Winner: Salford Royal foundation trust

Shortcomings in the early detection of cancer were tackled and the process expanded to other forms of the disease

The trust's risk management systems showed that the lengthy series of events following a clinician's request for a radiology investigation meant there was no guarantee that images reported as suspicious would be seen by that clinician. A diagnosis of malignancy could be missed or delayed.

A multidisciplinary group went on to develop and introduce a system to ensure that every chest x-ray report showing suspicions of early cancer would be seen by an appropriate clinician and receive effective follow-up. Twelve months after the system was introduced, an audit identified 21 patients whose diagnosis would have been missed or delayed otherwise.

The process was considered so effective, the safety net policy was further developed to cover all findings where cancer was suspected. The radiologist indicates a trigger phrase, "code red flag", on a report when new unexpected cancer is suspected and gives it top priority on the electronic reporting systems.

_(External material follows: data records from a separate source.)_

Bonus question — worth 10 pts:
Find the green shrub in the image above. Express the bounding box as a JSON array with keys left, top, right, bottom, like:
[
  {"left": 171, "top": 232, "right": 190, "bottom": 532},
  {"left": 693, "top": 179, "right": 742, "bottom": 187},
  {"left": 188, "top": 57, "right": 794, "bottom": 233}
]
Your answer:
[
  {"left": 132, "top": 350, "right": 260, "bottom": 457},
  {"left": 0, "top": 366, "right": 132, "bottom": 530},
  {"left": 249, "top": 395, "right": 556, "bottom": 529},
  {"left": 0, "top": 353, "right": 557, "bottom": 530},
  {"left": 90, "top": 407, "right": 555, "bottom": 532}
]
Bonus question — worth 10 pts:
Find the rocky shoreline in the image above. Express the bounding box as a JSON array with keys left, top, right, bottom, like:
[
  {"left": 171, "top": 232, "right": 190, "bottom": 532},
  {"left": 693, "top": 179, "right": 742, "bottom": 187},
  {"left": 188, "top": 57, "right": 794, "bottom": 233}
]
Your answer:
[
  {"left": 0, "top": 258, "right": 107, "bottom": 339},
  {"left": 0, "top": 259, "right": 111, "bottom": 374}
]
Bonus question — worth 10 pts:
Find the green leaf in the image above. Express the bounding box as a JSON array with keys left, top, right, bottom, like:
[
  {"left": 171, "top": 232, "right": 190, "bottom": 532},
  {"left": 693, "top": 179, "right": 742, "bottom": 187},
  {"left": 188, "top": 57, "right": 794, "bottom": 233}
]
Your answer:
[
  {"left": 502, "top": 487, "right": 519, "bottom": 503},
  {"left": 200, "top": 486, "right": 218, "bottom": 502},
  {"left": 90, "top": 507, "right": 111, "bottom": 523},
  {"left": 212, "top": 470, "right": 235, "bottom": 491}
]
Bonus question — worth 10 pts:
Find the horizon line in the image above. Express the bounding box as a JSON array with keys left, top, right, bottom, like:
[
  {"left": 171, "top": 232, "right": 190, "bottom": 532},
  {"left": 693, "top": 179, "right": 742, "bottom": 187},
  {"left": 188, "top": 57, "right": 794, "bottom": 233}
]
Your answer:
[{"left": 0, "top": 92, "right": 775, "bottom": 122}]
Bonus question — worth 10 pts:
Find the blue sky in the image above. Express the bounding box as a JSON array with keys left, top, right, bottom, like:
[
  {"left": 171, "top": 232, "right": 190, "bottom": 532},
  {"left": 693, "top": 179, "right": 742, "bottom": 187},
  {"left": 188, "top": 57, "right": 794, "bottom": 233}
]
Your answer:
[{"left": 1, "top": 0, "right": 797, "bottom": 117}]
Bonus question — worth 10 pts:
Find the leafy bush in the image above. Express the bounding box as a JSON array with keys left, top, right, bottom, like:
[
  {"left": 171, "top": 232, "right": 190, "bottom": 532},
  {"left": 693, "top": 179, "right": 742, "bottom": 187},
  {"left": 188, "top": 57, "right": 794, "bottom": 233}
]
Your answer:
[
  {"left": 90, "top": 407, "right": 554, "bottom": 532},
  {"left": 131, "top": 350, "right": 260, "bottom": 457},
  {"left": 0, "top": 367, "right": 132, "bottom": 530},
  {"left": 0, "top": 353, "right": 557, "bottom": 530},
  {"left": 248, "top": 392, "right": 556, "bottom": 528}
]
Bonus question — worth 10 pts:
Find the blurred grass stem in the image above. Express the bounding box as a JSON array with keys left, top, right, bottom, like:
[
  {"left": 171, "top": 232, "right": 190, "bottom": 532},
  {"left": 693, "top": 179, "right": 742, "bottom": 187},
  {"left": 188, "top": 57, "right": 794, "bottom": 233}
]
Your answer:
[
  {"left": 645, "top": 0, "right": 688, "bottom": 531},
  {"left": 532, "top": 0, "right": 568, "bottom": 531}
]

Cellular pathology has now adopted the safety net for reporting unexpected malignancies. This cost-neutral system is proven to save lives. It is not dependent on any person or department and has been embedded into practice in a short time.

The judges praised the project for looking at a serious incident, learning from it and instilling significant change across the organisation. They described the work as heart-warming, innovative, evidence-based, transferable and inspiring.

They also congratulated Salford on an excellent presentation, saying it really brought the patient into the room.

SRFT risk management systems, contact

Highly Commended: NHS Tayside and NHS Forth Valley

A pilot project over two years has been exploring how to develop and implement patient safety and risk management in primary care.

Participating general practices were given training, tools and support to test and implement sustainable improvements, including incident reporting, risk registers and medication projects.

From early in the project, practices have sought to inform patients of patient safety work and develop this communication into involvement. All practices developed risk registers and a review system, as well as completing projects to reduce repeat prescribing risks. Incident reporting systems were found to be inadequate and practices have been trying alternatives.

Implementing patient safety and risk management in primary care, contact

Highly Commended: Skills for Health - Workforce Projects Team

Established as a modest pilot five years ago, the Hospital at Night programme now operates across the UK and is receiving international interest and recognition. Its fundamental principles are about safer care and safer training.

The evolving model of care - now extending from the night shift into evenings, weekends and around-the-clock care - is seen as both a whole-systems safety solution and a way of integrating teams to work and meet patient needs in a focused manner.

Many NHS organisations where Hospital at Night has been implemented report a drop in the severity of clinical incidents at night and out of hours.

Hospital at night, contact

Finalist: Birmingham and Solihull Mental Health foundation trust

In 2006 a comprehensive systems and practices review at The Bridge substance misuse service set patient safety as the priority for all its clients (almost 400). The service sought to achieve its objective - no preventable deaths from overdose - by identifying where risk of overdose could be reduced, linking with other agencies and implementing evidence-based initiatives to prevent major health risks.

Patient education, health examinations, audits and overdose management training have contributed to reductions in overdose deaths, as well as treatment for many patients with previously undiagnosed life-threatening medical conditions.

Preventing overdose and death among heroin addicts, contact

Finalist: Cambridge University Hospitals foundation trust

The foundation's Central Venous Access team ensures patient safety by reducing line-associated bloodstream infections. It is the only trust in the country with a dedicated theatre suite for both inpatients and outpatients who require central venous access lines for treatment.

The nurse-led and multidisciplinary CVA service is dedicated to inserting and maintaining central venous lines and providing after-care. The service has made an important contribution to patient care and the reduction of CVA-associated bloodstream infections; it has also saved money.

Central venous access service, contact

Finalist: Luton and Dunstable Hospital foundation trust

Accelerate Patient Safety is a three-year programme that focuses on releasing frontline staff to lead improvement while strengthening leadership and a culture of patient safety. It has several aims: to build capability and expertise for continuous improvement; to strengthen the leadership of the safety culture; and to give senior clinical staff across the organisation the time to lead improvement teams to embed that culture. Over the next three years, the trust will strive to demonstrate measurable improvement and share its learning across the NHS and beyond.

Accelerate patient safety, contact

Finalist: NHS Purchasing and Supply Agency

The Purchasing for Safety project was run as a pilot study in conjunction with three NHS trusts and set out to demonstrate the role procurement could play in reducing risk in the processes associated with injectable medicines.

The project highlighted a set of risk-reduction strategies where approaches to procurement can positively impact on patient safety. A wealth of evidence has been gathered to support local, regional and national action. Recommendations for a Purchasing for Safety framework have been drawn up and are being translated into objectives.